5.    Provides a processual framework that guides researchers through six steps that more effectively distinguish cultural processes relevant in any given study context, and how they likely influence health outcomes. The cultural influences identified can be tested to differentiate universally-human from culturally-specific practices that ultimately can be used to improve health outcomes for all populations. These techniques are applicable across the health, wellness, and disease spectra.

Application of this framework across the research continuum and across multiple disciplines likely will increase the explanatory power of research and the positive impact of interventions by ensuring that research plans are reliable and valid scientifically and to target populations. The ultimate goal is to develop interventions that improve the well-being of all populations we work with locally and globally. Application of the CFH will increase the likelihood for future research findings that provide more comprehensive reasons why health outcomes differ across population groups.
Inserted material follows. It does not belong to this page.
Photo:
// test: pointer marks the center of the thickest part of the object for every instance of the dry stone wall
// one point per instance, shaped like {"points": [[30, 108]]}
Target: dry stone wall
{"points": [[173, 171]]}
Scientific Challenges Posed by the Current Use of Culture in Research

Conceptualization

  1. The concept of culture is inadequately conceptualized and inconsistently applied.
  2. Few studies demonstrate how culture affects health outcomes with clear definitions, measurable constructs, and conceptual models that indicate the interactions of the cultural processes.
  3. Problems of diverse cultural groups are identified, but devoid of their historical, geographic, social, and political contexts, and the influence of such contextual factors on their positions in the societal power hierarchy.
  4. The dynamic nature of culture is not reflected in most studies.
  5. The role of culture in shaping the nature and conduct of health research in the U.S. is lacking.
  6. The assumed universality of the dominant culture’s constructions of reality and salient domains, such as self-hood, family, fairness, and well-being, is problematic.

Operationalization

       7.The current practice of using nominal, dichotomous variables of race and/or ethnicity and/or ancestry to represent culture, is overly simplistic and inadequate.
   8.The heterogeneity within the group of focus should be explicit and demonstrated in the description of the study sample. 
    9.The biomedical and behavioral sciences have focused primarily on the individual without accounting for the influence of the social, historical, political and environmental context of the group(s) to which s/he belongs.

Health Disparities

         10. The challenges listed in #1-9 contribute to the inability to effectively reduce health disparities.

References:

Marjorie Kagawa-Singer, William W. Dressler, Sheba M. George, William N. Elwood, with the assistance of a specially appointed expert panel, 2014, national institute of health NIH.